Falta de debate no plenário não impede atenuante por idade, decide 2ª Câmara Criminal

Campo Grande/MS, 14 de agosto de 2026.

Por redação.

2ª Câmara Criminal decidiu que atenuante decorrente da idade possui natureza objetiva e deve ser aplicada mesmo que não tenha sido alegada durante os debates perante os jurados

A 2ª Câmara Criminal do Tribunal de Justiça de Mato Grosso do Sul  deu provimento ao recurso de T.F.S., condenado pelo Tribunal do Júri por duas tentativas de homicídio qualificado, e reduziu a pena de 13 anos, um mês e 15 dias para 12 anos de reclusão. O colegiado reconheceu a atenuante da menoridade relativa, uma vez que o réu tinha 19 anos na época dos fatos.

A decisão foi unânime e estabeleceu que, por se tratar de circunstância de caráter objetivo, o reconhecimento da menoridade relativa não depende de prévia alegação nos debates em plenário do Tribunal do Júri.

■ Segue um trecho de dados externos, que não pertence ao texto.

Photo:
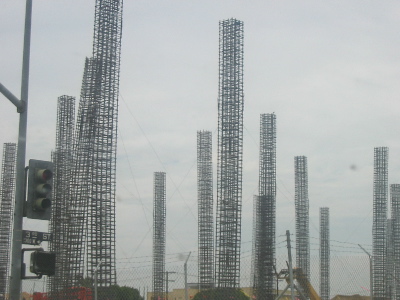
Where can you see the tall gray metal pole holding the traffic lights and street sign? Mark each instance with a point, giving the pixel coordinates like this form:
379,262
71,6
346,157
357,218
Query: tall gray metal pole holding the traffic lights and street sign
15,278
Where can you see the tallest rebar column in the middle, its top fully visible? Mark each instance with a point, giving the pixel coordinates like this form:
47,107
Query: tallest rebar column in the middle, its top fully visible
230,154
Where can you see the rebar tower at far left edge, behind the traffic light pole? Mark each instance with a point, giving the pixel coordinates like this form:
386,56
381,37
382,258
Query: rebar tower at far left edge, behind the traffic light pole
6,212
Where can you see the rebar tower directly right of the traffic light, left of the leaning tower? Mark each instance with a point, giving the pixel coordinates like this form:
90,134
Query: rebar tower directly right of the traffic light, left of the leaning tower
63,163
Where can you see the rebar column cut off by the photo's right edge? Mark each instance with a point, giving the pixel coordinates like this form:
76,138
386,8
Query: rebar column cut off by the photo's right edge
395,214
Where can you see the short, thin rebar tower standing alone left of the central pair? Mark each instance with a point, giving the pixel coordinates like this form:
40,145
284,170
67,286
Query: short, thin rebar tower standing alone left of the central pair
159,223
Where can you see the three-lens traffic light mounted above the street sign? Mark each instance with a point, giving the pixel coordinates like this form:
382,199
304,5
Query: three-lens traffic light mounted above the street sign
38,205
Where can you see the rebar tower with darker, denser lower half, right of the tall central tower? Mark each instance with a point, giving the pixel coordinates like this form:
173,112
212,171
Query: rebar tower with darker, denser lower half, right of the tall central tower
264,260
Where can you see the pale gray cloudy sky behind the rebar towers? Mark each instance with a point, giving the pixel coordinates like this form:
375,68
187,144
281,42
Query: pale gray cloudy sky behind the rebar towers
330,70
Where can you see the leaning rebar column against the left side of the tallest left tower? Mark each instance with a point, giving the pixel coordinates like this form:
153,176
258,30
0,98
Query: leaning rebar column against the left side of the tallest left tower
80,183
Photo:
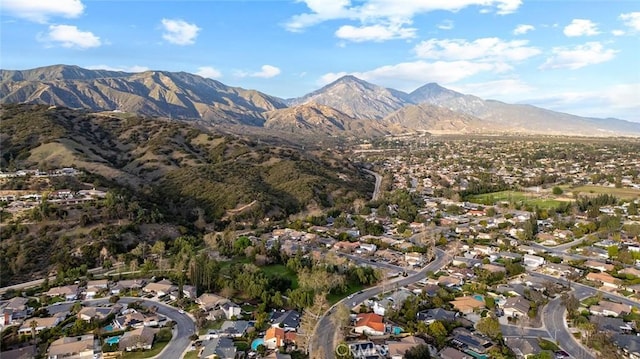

Segundo a denúncia, os fatos ocorreram em agosto de 2016, em Dourados. T.F.S., em atuação conjunta com outro acusado, teria efetuado disparos de arma de fogo contra duas pessoas. As vítimas sobreviveram, e o acusado acabou submetido a julgamento pelo Tribunal do Júri e condenado por tentativas de homicídio qualificado por motivo torpe, em concurso formal impróprio.

Na apelação, a defesa não discutiu autoria ou materialidade. O pedido ficou concentrado no reconhecimento da atenuante da menoridade relativa, sustentando que havia documentação demonstrando que T.F.S. contava com 19 anos quando os crimes ocorreram. O Ministério Público, por outro lado, defendeu que a circunstância não poderia ser considerada porque não havia sido debatida perante os jurados.

Menoridade relativa é circunstância objetiva, afirma TJMS

Ao analisar a controvérsia, o Tribunal reconheceu que o artigo 492, I, “b”, do Código de Processo Penal prevê a consideração, na sentença do Júri, das agravantes e atenuantes alegadas durante os debates. Para o colegiado, porém, essa exigência não alcança a menoridade relativa.

Isso porque a circunstância depende exclusivamente da comprovação de que o acusado possuía menos de 21 anos na data do fato, o que pode ser verificado pelo juiz por meio de certidão de nascimento ou outro documento de identificação. Não há, portanto, questão fática a ser submetida ao convencimento dos jurados.

O acórdão ressaltou que circunstâncias objetivas são diferentes de situações que dependem da apreciação dos fatos ocorridos, como determinadas agravantes ou a confissão espontânea. Por essa razão, condicionar o reconhecimento da menoridade relativa à sua alegação em plenário significaria impedir a aplicação de uma circunstância legalmente prevista apesar de sua comprovação documental.

A 2ª Câmara Criminal também citou precedentes do próprio TJMS e de outros tribunais estaduais no sentido de que a menoridade relativa possui natureza objetiva e reconhecimento obrigatório quando comprovada, independentemente de ter sido arguida durante os debates do Júri.

Pena reduzida para 12 anos

Com o reconhecimento da atenuante, o Tribunal refez a dosimetria. Considerando as penas estabelecidas para cada uma das tentativas de homicídio e a redução pela tentativa, chegou-se a seis anos para cada crime. Em razão do concurso formal impróprio, a pena definitiva passou para 12 anos de reclusão.
Assim, por unanimidade, o TJMS deu provimento à apelação de T.F.S. para reconhecer a atenuante da menoridade relativa e reduzir a pena anteriormente estabelecida. O julgamento ocorreu em 13 de agosto de 2026.